Bug 1585201

Summary: The python version shipping with RHE7 is miscompiled
Product: Red Hat Enterprise Linux 7 Reporter: Piyush Bhoot <pbhoot>
Component: pythonAssignee: Victor Stinner <vstinner>
Status: CLOSED NOTABUG QA Contact: BaseOS QE - Apps <qe-baseos-apps>
Severity: medium Docs Contact:
Priority: unspecified    
Version: 7.4CC: hhorak, mplch, pbhoot, pviktori, torsava, vstinner
Target Milestone: rcFlags: pbhoot: needinfo-
Target Release: ---   
Hardware: All   
OS: Linux   
Whiteboard:
Fixed In Version: Doc Type: If docs needed, set a value
Doc Text:
Story Points: ---
Clone Of: Environment:
Last Closed: 2018-10-16 12:37:56 UTC Type: Bug
Regression: --- Mount Type: ---
Documentation: --- CRM:
Verified Versions: Category: ---
oVirt Team: --- RHEL 7.3 requirements from Atomic Host:
Cloudforms Team: --- Target Upstream Version:
Embargoed:

Description Piyush Bhoot 2018-06-01 13:43:19 UTC
Description of problem:

RedHat's version of _struct.so fails to link against libpython2.7 despite requiring symbols defined by it, i.e. it has been linked incorrectly, leaving symbols unresolved.

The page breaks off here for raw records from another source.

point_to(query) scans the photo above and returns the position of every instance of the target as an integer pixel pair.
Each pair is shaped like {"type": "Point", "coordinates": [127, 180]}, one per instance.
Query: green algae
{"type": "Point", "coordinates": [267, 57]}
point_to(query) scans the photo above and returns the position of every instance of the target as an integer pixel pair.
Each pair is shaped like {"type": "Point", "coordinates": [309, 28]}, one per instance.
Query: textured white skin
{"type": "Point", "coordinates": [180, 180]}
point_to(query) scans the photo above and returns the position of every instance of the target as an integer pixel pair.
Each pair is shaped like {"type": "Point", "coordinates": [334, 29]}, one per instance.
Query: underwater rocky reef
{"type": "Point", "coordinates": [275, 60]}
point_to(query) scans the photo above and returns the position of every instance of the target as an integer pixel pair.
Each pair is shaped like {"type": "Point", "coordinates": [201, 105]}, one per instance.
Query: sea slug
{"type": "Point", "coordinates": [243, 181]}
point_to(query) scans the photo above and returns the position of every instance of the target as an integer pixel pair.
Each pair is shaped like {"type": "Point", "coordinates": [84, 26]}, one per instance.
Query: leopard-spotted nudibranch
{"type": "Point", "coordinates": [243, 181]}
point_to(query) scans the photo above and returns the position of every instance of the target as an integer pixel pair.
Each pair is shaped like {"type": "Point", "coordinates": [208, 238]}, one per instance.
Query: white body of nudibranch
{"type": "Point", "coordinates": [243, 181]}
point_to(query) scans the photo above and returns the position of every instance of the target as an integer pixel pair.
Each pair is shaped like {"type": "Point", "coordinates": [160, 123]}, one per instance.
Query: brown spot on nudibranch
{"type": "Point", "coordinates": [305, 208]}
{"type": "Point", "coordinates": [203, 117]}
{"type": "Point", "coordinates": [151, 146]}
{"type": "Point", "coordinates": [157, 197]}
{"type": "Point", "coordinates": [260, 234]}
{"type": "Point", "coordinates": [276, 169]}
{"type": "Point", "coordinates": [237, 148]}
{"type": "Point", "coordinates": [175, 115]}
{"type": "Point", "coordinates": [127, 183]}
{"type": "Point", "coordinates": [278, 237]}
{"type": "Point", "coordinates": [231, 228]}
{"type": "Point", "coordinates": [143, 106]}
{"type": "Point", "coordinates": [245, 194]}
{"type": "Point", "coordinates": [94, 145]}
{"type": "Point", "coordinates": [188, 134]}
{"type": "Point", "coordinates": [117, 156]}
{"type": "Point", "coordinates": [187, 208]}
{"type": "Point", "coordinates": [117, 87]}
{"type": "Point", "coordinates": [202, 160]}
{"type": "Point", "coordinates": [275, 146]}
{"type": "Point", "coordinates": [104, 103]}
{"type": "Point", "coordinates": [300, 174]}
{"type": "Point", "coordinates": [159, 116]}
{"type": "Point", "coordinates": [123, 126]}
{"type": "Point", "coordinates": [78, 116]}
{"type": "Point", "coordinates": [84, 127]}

Version-Release number of selected component (if applicable):
python-2.7.5-68.el7.x86_64
python-libs-2.7.5-68.el7.x86_64


How reproducible:
Always

Steps to Reproduce:
pythontest.c:
#include <dlfcn.h>

int main(int argc, char *argv[])
{
    void *pylib = dlopen("libpython2.7.so.1.0", RTLD_LOCAL | RTLD_NOW);
    void (*Py_Initialize)(void) = dlsym(pylib, "Py_Initialize");
    Py_Initialize();
    int (*PyRun_SimpleStringFlags)(const char *, void *) = dlsym(pylib, "PyRun_SimpleStringFlags");
    PyRun_SimpleStringFlags("import json\n", 0);
    return 0;
}

2. Compile with "gcc -Wall -o pythontest pythontest.c -ldl -g"

3. Run ./pythontest -

Actual results:

it will fail with ImportError: /usr/lib64/python2.7/lib-dynload/_struct.so: undefined symbol: PyFloat_Type

Expected results:
No error

Additional info:
(optionally) change RTLD_LOCAL to RTLD_GLOBAL and see that it works, indicating that python fails to ensure the symbols it needs are actually available in the appropriate symbol namespace

- Reproducer code runs proper with arm python same version 
LD_LIBRARY_PATH=/arm/tools/python/python/2.7.5/rhe7-x86_64/lib/ and see that it works (no errors printed)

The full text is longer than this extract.